The footnote that had chilled me even back then.
I exhaled slowly.
"There's a theory," I said carefully, "that certain entities don't travel through space."
Nora tilted her head slightly. "Go on."
"They fold it," I continued. "Or… bypass it entirely. Not by moving bodies, but by moving frames of reference."
Her eyes narrowed. "Explain."
I searched for words that weren't the truth but circled close enough to it.
"If reality is layered," I said, "then distance stops being a factor. You don't cross space, you step sideways."
Nora went still.
"That's not magic," she said softly.
"No," I agreed. "It's not."
Her fingers flexed unconsciously. "That's divine authority."
I didn't respond.
Because she was right.
This planet hadn't been reached by spellcraft or technology.
It had been claimed.
Once.
Long ago.
By the Goddess of Nature, Lysandra.
A world overflowing with life.
Untouched.
Sacred.
Until something had gone horribly wrong.
She had vanished, her angels fell, the other gods attacked, eager to claim a piece of this planet that once overflowed with life.

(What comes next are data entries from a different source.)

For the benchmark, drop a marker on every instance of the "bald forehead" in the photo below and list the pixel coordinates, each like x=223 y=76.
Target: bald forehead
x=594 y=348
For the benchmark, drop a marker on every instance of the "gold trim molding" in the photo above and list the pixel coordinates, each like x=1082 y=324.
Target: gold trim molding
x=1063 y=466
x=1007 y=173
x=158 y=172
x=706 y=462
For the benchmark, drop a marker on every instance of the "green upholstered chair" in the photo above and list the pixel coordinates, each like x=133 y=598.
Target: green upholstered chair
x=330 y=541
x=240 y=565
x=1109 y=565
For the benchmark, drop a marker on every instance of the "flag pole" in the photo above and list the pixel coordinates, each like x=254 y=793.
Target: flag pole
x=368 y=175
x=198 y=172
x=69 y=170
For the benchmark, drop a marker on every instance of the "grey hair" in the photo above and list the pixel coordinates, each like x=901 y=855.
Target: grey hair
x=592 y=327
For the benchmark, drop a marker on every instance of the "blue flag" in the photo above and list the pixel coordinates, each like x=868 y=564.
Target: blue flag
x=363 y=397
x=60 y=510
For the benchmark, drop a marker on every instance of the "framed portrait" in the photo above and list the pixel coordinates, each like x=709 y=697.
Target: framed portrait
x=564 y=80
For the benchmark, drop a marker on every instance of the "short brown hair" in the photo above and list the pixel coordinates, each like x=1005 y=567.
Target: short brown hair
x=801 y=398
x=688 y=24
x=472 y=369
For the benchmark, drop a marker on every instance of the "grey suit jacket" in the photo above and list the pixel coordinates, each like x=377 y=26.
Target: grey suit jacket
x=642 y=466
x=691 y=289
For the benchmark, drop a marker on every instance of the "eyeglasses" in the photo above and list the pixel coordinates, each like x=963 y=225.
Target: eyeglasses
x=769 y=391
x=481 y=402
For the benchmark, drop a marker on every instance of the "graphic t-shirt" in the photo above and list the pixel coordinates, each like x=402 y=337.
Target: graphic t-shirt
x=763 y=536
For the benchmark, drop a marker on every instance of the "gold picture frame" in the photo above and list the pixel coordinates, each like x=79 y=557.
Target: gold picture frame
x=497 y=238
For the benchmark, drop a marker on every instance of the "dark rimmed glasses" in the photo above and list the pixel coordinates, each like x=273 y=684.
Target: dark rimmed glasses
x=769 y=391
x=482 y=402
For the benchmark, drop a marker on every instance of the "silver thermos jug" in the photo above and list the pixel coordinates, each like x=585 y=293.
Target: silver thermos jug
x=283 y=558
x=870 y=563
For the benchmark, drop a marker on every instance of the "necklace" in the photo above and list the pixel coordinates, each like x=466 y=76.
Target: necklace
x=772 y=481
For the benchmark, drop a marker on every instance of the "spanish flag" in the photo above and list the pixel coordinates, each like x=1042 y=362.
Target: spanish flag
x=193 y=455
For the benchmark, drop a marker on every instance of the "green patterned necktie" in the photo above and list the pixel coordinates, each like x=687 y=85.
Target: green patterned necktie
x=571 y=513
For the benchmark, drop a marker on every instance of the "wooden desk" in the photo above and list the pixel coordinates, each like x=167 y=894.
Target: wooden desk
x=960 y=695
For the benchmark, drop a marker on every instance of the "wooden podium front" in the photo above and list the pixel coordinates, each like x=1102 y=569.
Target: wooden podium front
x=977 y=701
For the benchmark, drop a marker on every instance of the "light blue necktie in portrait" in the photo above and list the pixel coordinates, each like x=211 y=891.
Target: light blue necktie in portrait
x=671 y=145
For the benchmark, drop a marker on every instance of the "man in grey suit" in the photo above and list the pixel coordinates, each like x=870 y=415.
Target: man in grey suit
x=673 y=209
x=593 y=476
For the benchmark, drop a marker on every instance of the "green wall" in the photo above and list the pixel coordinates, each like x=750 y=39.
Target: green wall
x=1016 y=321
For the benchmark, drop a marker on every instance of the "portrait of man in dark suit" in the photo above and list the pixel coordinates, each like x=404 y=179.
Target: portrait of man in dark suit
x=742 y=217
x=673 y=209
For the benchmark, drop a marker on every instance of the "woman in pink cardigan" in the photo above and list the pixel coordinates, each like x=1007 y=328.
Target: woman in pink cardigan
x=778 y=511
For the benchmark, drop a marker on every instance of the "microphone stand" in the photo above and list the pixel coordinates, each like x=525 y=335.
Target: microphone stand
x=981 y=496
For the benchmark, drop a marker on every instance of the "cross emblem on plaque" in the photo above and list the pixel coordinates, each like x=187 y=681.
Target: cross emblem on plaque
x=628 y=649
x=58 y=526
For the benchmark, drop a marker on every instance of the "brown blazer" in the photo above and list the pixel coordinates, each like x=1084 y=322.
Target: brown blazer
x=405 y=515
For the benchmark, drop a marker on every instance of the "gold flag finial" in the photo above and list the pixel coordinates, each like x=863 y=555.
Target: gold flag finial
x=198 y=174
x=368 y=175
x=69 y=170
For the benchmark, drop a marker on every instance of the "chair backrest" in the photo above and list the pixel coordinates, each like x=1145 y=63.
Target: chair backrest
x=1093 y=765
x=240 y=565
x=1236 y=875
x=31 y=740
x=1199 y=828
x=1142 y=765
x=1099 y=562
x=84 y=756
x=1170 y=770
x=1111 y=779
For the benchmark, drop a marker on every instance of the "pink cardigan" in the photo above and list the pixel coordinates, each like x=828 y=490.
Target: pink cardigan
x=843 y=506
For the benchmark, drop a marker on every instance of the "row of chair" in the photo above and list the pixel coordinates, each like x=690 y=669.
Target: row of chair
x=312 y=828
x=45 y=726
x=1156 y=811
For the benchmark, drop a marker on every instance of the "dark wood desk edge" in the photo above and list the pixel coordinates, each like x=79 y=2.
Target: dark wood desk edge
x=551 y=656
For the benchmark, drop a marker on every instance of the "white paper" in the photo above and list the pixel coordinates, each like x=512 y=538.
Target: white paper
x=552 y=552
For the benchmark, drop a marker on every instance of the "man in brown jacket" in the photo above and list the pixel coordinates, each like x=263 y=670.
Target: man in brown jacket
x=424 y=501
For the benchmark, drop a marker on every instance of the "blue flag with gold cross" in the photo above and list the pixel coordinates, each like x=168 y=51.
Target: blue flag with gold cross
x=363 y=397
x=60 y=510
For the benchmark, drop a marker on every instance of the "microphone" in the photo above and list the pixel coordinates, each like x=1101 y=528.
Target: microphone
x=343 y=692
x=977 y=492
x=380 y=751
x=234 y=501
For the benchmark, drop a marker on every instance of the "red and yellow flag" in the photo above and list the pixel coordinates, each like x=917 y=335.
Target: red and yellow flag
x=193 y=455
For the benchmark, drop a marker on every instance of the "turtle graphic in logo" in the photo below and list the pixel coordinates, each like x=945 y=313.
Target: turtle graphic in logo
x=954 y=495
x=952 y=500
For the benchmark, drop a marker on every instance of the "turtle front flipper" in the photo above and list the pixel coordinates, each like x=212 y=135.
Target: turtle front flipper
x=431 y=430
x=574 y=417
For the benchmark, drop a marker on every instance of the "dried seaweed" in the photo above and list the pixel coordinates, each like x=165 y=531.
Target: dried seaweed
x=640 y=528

I remembered the description.
Unholy abominations stitched from beasts and divinity.
Forests that grew endlessly, unchecked by natural cycles.
Angel corpses half-buried in roots, wings fossilized into the earth.

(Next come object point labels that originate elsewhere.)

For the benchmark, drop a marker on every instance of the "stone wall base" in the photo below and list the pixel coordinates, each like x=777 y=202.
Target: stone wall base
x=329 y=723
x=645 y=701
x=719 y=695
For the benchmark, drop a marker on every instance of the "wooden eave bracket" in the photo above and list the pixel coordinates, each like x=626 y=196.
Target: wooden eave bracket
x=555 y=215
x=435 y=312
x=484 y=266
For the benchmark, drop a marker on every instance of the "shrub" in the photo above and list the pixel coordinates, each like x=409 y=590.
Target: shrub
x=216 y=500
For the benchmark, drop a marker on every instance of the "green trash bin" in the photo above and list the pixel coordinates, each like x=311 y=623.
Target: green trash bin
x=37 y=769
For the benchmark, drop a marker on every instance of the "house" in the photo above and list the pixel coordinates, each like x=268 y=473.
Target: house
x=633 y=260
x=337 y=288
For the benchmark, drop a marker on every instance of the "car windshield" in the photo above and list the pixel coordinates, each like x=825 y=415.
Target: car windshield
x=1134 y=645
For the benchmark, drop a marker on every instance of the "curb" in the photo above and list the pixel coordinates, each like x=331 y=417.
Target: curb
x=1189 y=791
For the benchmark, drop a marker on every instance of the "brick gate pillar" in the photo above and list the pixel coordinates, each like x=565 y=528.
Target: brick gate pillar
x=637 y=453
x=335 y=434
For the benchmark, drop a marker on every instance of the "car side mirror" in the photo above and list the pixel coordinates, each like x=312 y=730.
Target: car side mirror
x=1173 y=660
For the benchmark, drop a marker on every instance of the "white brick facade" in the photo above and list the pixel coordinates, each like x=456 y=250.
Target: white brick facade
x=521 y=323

A dead god's garden, left to fester.
I swallowed.
"If my guess is right," I said slowly, "then we didn't get here because of some cosmic coincidence."
Nora's voice was barely above a whisper. "Then how?"
"There is a high chance it was the Order," I said.
"The Order of Nowhere."
The silence that followed was heavy.
Nora looked out over the forest again, eyes distant, calculating.
"This world," she said slowly, "would be outside the jurisdiction of every empire."
"Yes."
"Outside the protection of divine laws."
"Yes."
"And outside," she finished, "any reasonable chance of rescue."
I didn't argue.
She closed her eyes briefly, exhaled, then opened them again, sharper than before.
"One more question," she said.
I tensed.
This was the one.
The question that had been clawing at the back of my skull since the moment I woke up in the mud.
The one I hadn't wanted to voice.
She looked directly at me.
"If that entity could bring us here," she said, "what does that imply about the power of the Order?"
My heart sank.
Because if the answer I thought I knew was correct...
Then we weren't just stranded.
I opened my mouth to answer.
And the forest, once again, seemed to hold its breath. And our adventure was about to get a whole lot harder.